BRIEF DESCRIPTION OF THE DRAWINGS FIG. 1 is an explanatory view conceptually showing a generator motor according to an embodiment of the present invention, where (a) is a view from the side and (b) is a view from the front. is there. FIG. 2 is an explanatory view conceptually showing the generator motor according to the embodiment of the present invention, particularly focusing on a moving mechanism of the shield member. FIG. 3 is an explanatory diagram conceptually showing a support structure of a shield member in the moving mechanism shown in FIG. 2 by extracting this portion. FIG. 4 is an explanatory view conceptually showing a generator motor for storing flywheel energy according to the related art. FIG. 5 is an explanatory view conceptually showing another generator motor for storing flywheel energy according to the related art. [Description of Signs] 31 Rotor core 32 Permanent magnet 33 Rotor 33a Rotary shaft 34 Stator core 35 Shield member 36 Linear induction motor 37 Disk-shaped member 38 Support member 39 Roller

   ────────────────────────────────────────────────── ─── Continuation of front page    F term (reference) 5H002 AA03 AB01                 5H590 AA02 AA05 AA10 AB03 AB06                       CC02 CC18 EA01 EA07 EA13                       EB02 EB14 FA03 FA05 FC05                 5H621 BB07 GA01 GA04                 5H622 CA02 CA05 CA13 PP03 PP16                       PP18

Claims (1)

Claims 1. A flywheel, which is connected to a rotating shaft of a flywheel, functions as an electric motor, rotates the flywheel to store rotational energy, and functions as a generator, thereby forming a flywheel.

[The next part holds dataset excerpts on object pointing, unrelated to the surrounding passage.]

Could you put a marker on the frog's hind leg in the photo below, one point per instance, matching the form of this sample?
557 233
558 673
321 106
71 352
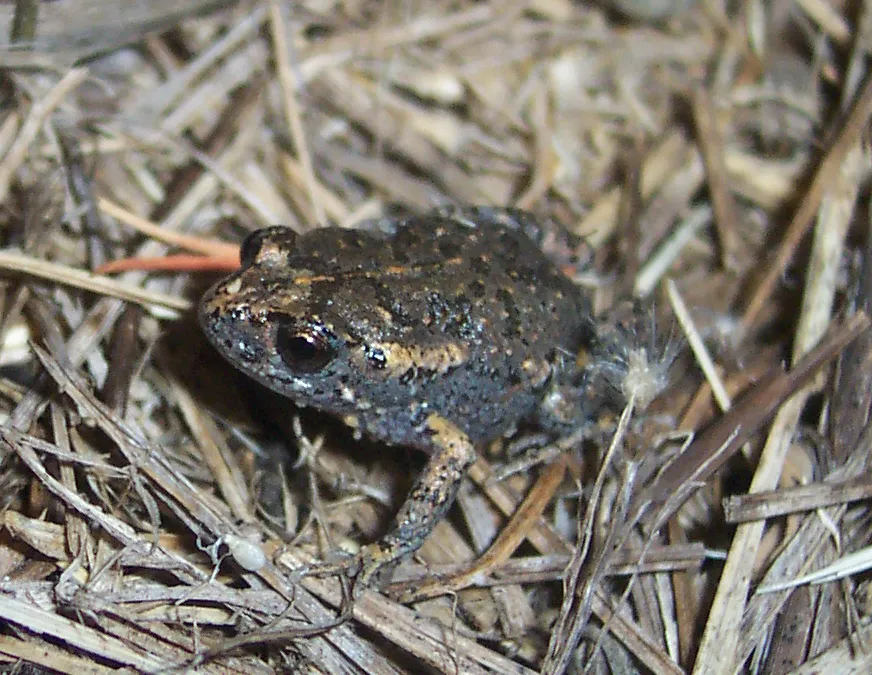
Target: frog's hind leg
429 500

A flywheel energy storage motor for converting rotational energy into electric energy, wherein the movable field shield member is made of a ferromagnetic material so that a field magnet can be magnetically shielded. Generator motor. 2. The generator motor for flywheel energy storage according to claim 1, wherein the field magnet is constituted by a permanent magnet. 3. A generator motor for storing flywheel energy according to claim 1, wherein a field magnet is constituted by a permanent magnet fixed to a surface of a rotor core, and the permanent magnet is formed into a cylindrical shape together with the rotor. A generator motor for storing flywheel energy, wherein the shield member is configured to be movable so that it can be covered by a shield member made of a ferromagnetic material.